Converting MPEG-2 Video for Final Cut Pro

Posted on by Larry

[ This article was first published in the January, 2008, issue of
Larry’s Final Cut Pro Newsletter. Click here to subscribe. ]


Henrik Björlin, of Stockholm, Sweden, writes:

I’m doing a project where we will have to use already compressed material from DVDs (also commercial DVDs but totally legal though, we will have all the rights cleared) because of timeframe and costs.


I have a friend who says it is possible to edit MPEG-2 directly in the timeline of FCP. Is it true? I will have to export it to be played on some kind of media player in MPEG-2 format. I would of course want to avoid to recompress it again…

Larry replies: Final Cut really does not like compressed video. It would be better to convert this into DV using either DVDxDV or MPEG Streamclip, then edit the resulting file.

UPDATE – Jan. 27

Lars Hillejan responded:

I really enjoy your training on However, one thing I don´t like, is that you seem to keep pushing the DV format. I just read your January issue and you recommended to convert DVD material to DV for editing.


I don´t think that´s a good idea. In my experience you get much better results from the Photo JPEG 75% setting (of course you have to tweak the real time enabler file, otherwise editing is a real pain).


And now that there´s ProRes around, I really wouldn´t use that (Photo JPEG) either. For me, ProRes is the new Photo JPEG and I think with the increasing power of the maschines and the increasing performance and size of hard drives, there is really no need to use DV anymore (unless you have it on tape).

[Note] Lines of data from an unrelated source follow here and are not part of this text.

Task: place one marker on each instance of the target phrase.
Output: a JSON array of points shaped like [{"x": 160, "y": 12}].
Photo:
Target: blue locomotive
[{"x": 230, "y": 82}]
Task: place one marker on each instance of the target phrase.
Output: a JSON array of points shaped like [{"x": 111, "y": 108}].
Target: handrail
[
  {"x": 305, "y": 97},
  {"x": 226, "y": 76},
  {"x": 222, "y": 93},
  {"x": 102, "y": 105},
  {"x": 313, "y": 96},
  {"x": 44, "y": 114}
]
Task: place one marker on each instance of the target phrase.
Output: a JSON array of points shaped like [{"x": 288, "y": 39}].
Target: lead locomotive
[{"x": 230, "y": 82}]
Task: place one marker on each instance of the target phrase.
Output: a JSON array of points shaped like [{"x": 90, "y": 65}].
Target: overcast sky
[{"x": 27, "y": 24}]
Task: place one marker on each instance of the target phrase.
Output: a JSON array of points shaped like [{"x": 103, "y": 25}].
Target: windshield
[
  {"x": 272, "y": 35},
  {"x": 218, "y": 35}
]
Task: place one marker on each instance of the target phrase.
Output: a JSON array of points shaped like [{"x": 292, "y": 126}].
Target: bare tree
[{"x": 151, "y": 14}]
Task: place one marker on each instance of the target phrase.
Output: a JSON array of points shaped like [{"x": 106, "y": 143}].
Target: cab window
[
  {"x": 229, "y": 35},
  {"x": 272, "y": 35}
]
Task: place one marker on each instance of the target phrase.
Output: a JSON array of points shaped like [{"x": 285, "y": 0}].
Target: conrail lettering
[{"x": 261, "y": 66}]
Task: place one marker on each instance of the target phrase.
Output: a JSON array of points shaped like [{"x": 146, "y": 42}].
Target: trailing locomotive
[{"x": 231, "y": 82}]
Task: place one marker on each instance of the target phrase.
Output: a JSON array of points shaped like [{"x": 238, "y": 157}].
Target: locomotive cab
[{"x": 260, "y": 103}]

Oh and you also say, Final Cut doesn´t like compressed video. Speaking of MPEG-2, I know what you mean, but this might be a little confusing.

Larry replies: An excellent opinion – I’ll add it to the newsletter.

Photo-JPEG is amazing – the only problem with ProRes is that files are 5-6 times bigger than DV, which causes a problem for some. Also, since DV is higher quality than DVD I haven’t seen the need to get even higher quality. But you have a good point.

And you are correct, I should clarify that Final Cut does not like video that has been compressed for the web or DVD. Since most video files are compressed in some way, my blanket statement could be somewhat confusing.